A sa
sortie,
THESE ARMS OF MINE
ne connut aucun succès sauf un petit peu à San Francisco. Deux ou trois mois
plus tard, John R. de la radio WLAC de Nashville appela Jim Stewart et lui dit
qu’il croyait au succès de la chanson.
Pour s'assurer que
THESE
ARMS OF MINE
serait diffusée, Jim Stewart céda ses droits de production à John R. en échange de son soutien. Avec John R. en tête, le disque, en
quelques mois, atteint finalement la 20ème place du hit-parade R'n'B et la
85ème du hit-parade Pop. La période des dettes à payer était finie, une course
de cinq ans d'intensité que furent les débuts de la carrière d'Otis.
THESE ARMS
OF MINE
allait être le prototype d'une série de ballades qui durerait jusqu'en 1966 et
qui inclurait
THAT'S WHAT MY HEART NEEDS,
PAIN IN MY HEART,
COME TO ME,
CHAINED
& BOUND,
I'VE BEEN LOVING YOU TOO
LONG
et
CIGARETTES AND COFFEE.
"Jim [Stewart] poussait toujours pour la grosse ballade", se souvient Steve Cropper. "Il n'était pas satisfait tant qu'il n'avait pas eu sa ballade, quoi
qu'on fasse. Il adorait les trucs rapides aussi mais il avait besoin qu'Otis
chante ces ballades soul. Et il s'accrochait à cette idée parce que
c'est comme ça que tout avait commencé. Avec Otis il y avait eu deux
influences dans toute sa vie. L'une était Sam Cooke, l'autre était Little
Richard." (Phil Walden ajouterait Elvis à cette liste d'élite) "Little Richard
était un chanteur à rythme rapide, Sam Cooke plutôt un chanteur de ballades.

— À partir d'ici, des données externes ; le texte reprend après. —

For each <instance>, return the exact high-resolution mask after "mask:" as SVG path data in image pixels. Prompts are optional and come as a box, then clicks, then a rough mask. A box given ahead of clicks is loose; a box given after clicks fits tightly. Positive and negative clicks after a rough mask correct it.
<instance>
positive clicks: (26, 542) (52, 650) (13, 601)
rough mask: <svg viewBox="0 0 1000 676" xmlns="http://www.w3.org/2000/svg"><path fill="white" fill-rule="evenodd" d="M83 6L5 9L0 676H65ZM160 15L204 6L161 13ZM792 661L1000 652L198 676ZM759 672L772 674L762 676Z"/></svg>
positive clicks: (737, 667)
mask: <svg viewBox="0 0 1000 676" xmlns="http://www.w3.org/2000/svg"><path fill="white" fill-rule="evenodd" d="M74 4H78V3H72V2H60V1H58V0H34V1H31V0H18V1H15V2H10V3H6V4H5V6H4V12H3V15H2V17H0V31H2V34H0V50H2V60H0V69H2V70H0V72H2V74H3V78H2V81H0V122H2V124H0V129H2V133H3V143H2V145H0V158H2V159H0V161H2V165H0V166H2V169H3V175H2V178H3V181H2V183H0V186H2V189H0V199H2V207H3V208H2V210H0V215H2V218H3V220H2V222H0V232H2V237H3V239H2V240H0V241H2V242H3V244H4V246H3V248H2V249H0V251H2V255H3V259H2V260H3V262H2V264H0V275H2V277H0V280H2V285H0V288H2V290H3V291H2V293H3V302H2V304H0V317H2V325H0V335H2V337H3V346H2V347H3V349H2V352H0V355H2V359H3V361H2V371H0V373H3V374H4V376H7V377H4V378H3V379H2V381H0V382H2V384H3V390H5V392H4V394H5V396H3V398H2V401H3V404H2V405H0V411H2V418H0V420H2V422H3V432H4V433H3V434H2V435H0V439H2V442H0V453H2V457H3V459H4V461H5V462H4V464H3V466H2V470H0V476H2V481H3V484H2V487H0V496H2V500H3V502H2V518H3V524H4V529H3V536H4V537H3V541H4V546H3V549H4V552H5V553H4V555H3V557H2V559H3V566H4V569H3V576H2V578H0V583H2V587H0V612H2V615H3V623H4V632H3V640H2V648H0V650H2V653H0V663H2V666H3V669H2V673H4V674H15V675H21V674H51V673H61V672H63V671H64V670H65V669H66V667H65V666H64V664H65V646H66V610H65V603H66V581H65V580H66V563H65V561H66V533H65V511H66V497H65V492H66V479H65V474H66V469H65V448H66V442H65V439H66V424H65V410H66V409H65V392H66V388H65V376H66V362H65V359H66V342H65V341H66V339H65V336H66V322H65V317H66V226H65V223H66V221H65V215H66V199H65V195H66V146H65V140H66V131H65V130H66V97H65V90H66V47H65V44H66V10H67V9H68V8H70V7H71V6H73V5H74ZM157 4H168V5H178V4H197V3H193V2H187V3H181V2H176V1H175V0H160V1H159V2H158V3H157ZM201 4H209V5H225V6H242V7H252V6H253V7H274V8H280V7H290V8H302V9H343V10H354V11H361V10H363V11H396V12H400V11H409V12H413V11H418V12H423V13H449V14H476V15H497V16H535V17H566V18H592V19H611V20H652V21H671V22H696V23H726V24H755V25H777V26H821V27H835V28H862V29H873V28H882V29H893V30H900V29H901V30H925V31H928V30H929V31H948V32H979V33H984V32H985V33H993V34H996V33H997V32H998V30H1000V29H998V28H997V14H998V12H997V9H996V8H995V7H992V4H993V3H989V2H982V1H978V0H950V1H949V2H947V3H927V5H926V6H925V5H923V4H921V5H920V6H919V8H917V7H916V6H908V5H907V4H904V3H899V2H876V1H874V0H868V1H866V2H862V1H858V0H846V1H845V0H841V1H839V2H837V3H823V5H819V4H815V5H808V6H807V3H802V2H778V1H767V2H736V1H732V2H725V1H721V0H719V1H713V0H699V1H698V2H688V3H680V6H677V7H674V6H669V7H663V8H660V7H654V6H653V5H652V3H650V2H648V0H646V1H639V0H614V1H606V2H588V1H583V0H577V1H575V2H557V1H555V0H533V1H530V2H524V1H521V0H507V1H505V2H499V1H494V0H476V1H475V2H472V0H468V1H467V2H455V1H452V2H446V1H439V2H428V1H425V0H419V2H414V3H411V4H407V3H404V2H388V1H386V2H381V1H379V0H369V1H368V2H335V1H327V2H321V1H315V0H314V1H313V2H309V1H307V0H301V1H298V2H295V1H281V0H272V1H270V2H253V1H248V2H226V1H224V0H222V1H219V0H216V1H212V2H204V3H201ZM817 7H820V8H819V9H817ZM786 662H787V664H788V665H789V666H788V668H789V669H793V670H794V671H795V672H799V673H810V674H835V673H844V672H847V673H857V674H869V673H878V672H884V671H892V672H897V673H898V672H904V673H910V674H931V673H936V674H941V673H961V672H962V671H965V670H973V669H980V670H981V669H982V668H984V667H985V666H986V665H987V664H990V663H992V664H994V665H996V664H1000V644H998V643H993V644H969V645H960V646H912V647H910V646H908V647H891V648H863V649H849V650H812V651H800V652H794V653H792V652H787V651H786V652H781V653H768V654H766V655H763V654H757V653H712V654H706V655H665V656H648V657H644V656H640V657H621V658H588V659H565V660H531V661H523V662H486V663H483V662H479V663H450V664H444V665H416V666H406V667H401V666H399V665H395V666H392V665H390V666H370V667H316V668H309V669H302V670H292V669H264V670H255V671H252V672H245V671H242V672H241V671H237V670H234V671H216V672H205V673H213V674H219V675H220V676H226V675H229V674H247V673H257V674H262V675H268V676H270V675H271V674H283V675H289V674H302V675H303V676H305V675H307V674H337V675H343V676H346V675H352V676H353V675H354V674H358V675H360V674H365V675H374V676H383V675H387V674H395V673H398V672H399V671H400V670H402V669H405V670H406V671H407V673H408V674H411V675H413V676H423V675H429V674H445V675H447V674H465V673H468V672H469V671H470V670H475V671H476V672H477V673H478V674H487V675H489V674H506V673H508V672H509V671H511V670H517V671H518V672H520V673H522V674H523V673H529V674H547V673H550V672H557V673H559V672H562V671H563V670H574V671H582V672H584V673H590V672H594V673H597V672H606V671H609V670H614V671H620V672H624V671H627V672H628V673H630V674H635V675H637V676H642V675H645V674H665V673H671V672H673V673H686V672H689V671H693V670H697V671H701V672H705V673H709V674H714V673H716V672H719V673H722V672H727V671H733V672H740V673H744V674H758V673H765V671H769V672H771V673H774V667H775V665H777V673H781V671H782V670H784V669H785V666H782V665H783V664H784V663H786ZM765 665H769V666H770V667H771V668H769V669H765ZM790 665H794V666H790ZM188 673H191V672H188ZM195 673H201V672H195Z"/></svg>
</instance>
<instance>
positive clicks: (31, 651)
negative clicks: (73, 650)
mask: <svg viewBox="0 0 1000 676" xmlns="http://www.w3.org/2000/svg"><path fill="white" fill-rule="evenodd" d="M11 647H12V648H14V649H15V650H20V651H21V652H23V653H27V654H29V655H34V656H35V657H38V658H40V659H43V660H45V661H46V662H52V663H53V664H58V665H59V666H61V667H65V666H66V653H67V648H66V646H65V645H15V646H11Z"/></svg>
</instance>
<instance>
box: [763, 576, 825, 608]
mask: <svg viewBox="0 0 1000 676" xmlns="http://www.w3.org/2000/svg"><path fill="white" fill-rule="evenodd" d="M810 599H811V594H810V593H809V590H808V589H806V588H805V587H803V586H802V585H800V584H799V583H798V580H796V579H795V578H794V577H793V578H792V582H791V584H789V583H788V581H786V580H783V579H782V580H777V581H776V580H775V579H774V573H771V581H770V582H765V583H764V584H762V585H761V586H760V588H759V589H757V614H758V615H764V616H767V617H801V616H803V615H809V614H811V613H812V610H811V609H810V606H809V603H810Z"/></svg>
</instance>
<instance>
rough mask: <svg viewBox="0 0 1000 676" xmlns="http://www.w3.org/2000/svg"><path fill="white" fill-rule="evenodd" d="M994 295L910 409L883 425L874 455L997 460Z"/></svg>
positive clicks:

Alors il passait d'un extrême à un autre." Et en effet, et comme c'était
d'usage pour l'époque, presque chaque 45 tours d'Otis Redding publié de son
vivant associerait une chanson à rythme rapide avec une ballade.
Avec
THESE ARMS OF MINE
qui prit plusieurs mois à atteindre son sommet au hit-parade, la deuxième
séance d'Otis pour Stax ne se produisit pas avant l'été 1963. Deux titres
furent enregistrés, THAT'S WHAT MY HEART NEEDS
et
MARY'S LITTLE LAMB, qui ensemble
constituèrent son deuxième single
[5].
Les deux se trouvent inclus ici. Phil Walden se souvient "Il était beaucoup
plus confiant cette deuxième fois car il avait passé beaucoup de temps en
tournée. Il n'était pas tellement plus sophistiqué mais il commençait à
comprendre ce qui se passait en dehors du circuit des petites universités et
des clubs aux toits de tôle pour noirs du sud."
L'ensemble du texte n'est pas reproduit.